Each team will have a machine of its own to use during the contest. During the contest, contestants are to use the network only to submit contest problems or questions and get responses from the contest officials. Connecting to any other computer on the LAN or Internet, either before or during the contest, with telnet, FTP, Web browser, email, or any other network application is grounds for expulsion from the contest.
This year the Southern California Regional Contest will be using Fedora 28 as the host OS for the environment. We will be supplying Eclipse as an IDE along with the JetBrains IDEs (IntelliJ IDEA, CLion, PyCharm), but will include Geany, vim, emacs and other standard command line editors.

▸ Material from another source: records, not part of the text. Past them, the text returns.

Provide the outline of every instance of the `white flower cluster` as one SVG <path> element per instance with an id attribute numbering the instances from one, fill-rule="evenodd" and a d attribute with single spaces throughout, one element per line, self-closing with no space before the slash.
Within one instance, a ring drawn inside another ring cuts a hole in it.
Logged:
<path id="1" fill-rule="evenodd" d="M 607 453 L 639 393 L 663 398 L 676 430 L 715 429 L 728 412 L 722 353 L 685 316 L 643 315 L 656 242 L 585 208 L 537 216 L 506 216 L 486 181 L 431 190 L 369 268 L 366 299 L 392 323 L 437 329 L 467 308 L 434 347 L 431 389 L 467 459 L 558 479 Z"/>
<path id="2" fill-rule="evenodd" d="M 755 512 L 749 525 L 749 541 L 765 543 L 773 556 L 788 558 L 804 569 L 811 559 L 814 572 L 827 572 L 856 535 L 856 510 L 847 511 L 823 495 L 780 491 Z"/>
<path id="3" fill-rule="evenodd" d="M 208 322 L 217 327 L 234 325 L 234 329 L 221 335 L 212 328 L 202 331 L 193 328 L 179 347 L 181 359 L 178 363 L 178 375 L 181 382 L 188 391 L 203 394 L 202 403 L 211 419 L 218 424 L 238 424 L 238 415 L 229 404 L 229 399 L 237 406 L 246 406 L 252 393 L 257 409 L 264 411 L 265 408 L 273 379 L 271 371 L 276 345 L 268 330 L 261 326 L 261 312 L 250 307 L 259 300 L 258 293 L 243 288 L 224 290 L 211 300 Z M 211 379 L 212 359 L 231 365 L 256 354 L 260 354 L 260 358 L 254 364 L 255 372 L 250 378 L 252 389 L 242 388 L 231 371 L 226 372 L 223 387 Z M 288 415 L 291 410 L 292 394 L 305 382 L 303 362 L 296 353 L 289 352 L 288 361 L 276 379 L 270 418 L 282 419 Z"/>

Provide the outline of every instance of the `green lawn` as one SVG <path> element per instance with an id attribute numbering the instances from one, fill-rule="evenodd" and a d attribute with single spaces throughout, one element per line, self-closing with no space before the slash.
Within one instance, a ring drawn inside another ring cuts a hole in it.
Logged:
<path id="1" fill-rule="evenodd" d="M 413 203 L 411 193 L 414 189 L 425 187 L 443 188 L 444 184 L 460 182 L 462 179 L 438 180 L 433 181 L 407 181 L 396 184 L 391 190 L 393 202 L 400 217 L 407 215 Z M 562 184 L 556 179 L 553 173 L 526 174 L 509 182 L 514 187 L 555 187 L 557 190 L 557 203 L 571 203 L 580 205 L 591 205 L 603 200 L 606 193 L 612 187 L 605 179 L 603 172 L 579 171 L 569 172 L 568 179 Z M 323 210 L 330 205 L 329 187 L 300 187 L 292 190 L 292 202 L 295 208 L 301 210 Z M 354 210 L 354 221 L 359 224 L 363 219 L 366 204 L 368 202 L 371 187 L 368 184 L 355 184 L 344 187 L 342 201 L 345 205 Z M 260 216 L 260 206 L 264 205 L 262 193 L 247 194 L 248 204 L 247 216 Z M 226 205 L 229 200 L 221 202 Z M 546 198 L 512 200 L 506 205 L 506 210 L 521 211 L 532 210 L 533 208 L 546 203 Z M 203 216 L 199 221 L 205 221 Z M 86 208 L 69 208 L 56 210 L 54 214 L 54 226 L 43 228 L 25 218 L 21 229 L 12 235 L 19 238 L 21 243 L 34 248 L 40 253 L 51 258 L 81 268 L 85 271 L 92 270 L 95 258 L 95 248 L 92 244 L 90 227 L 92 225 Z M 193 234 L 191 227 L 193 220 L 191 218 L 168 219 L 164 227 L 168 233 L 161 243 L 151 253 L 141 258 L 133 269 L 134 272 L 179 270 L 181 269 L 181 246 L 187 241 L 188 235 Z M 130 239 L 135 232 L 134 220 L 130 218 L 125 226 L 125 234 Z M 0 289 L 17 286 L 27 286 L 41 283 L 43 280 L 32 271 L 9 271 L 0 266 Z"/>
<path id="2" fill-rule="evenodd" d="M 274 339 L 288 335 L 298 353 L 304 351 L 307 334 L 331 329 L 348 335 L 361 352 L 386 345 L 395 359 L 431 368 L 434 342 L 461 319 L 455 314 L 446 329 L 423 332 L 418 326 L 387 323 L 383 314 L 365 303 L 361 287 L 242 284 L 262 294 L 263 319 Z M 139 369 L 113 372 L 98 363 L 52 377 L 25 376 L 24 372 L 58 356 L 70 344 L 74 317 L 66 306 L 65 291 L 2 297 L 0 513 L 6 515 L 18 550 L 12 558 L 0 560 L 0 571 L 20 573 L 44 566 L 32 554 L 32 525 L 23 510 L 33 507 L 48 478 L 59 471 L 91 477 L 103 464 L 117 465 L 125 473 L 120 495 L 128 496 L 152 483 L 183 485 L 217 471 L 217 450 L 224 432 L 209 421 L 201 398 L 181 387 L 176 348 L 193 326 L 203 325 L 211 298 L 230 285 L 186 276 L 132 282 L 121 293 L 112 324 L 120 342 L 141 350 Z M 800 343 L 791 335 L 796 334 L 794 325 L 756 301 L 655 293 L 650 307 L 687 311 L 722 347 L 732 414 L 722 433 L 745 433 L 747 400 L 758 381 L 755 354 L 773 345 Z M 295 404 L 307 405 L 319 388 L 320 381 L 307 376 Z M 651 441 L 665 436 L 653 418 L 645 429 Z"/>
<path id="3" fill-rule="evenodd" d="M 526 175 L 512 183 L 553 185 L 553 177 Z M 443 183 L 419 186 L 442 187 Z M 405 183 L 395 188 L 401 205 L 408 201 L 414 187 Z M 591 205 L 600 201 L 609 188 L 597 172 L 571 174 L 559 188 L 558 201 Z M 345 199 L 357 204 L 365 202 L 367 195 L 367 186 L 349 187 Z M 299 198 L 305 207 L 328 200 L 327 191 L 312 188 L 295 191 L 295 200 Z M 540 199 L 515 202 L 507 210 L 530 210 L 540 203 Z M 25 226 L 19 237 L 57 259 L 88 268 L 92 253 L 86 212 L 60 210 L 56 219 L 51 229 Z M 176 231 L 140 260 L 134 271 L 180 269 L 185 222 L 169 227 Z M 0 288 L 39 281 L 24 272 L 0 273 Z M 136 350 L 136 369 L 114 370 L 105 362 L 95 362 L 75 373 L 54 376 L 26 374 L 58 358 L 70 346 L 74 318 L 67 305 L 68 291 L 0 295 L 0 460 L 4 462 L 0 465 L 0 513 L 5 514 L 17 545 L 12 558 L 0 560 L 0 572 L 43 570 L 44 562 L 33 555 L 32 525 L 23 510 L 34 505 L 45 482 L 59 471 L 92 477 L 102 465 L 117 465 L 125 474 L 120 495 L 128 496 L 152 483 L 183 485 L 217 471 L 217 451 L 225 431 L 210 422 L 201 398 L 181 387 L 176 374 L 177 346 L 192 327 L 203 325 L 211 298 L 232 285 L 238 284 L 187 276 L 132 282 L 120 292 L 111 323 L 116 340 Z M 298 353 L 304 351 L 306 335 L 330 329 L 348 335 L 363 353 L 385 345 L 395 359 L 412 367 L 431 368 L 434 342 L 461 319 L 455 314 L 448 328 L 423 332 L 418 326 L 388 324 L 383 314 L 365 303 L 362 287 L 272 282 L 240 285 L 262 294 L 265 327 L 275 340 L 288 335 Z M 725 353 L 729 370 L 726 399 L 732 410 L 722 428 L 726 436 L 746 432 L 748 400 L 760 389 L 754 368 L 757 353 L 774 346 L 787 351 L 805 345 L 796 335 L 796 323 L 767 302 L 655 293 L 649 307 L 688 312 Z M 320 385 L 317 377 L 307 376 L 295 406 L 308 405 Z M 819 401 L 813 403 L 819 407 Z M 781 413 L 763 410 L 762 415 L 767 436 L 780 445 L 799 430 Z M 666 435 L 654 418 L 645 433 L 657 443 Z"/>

The contest will be providing one USB flash drive per team that you will be able to copy your code to and take with you at the end of the contest. This will not include the practice session. Please do NOT remove the USB drive until the end of the contest.
Lastly, the contest will use the web based judging environment called DOMJudge. Please download and read the Team Manual for information on how to use the DOMJudge interface.
If you have any questions about the Contest Environment, send them to <systems@socalcontest.org> .
For more information regarding UNIX or the editors that will be available, see our Guide to UNIX and Editors.
The judges accept problem submissions only in the following programming languages.
Language |
version |
---|---|
C | gcc 8.1.1 |
C++ | g++ 8.1.1 |
Java | jdk SE 1.8.0_181 from java.oracle.com |
Python 3 | Python 3.6.6 standard release, no external libraries |
The execution time limits set for each problem will NOT be scaled based on the language. It is the contestants' responsibility to select the appropriate tool (language and algorithm) to produce correct output within the allotted time limits.
Programs will be compiled and linked using the Standard C++ Library included by default with g++.
Python
Regional judges will accept solutions coded in Python 3.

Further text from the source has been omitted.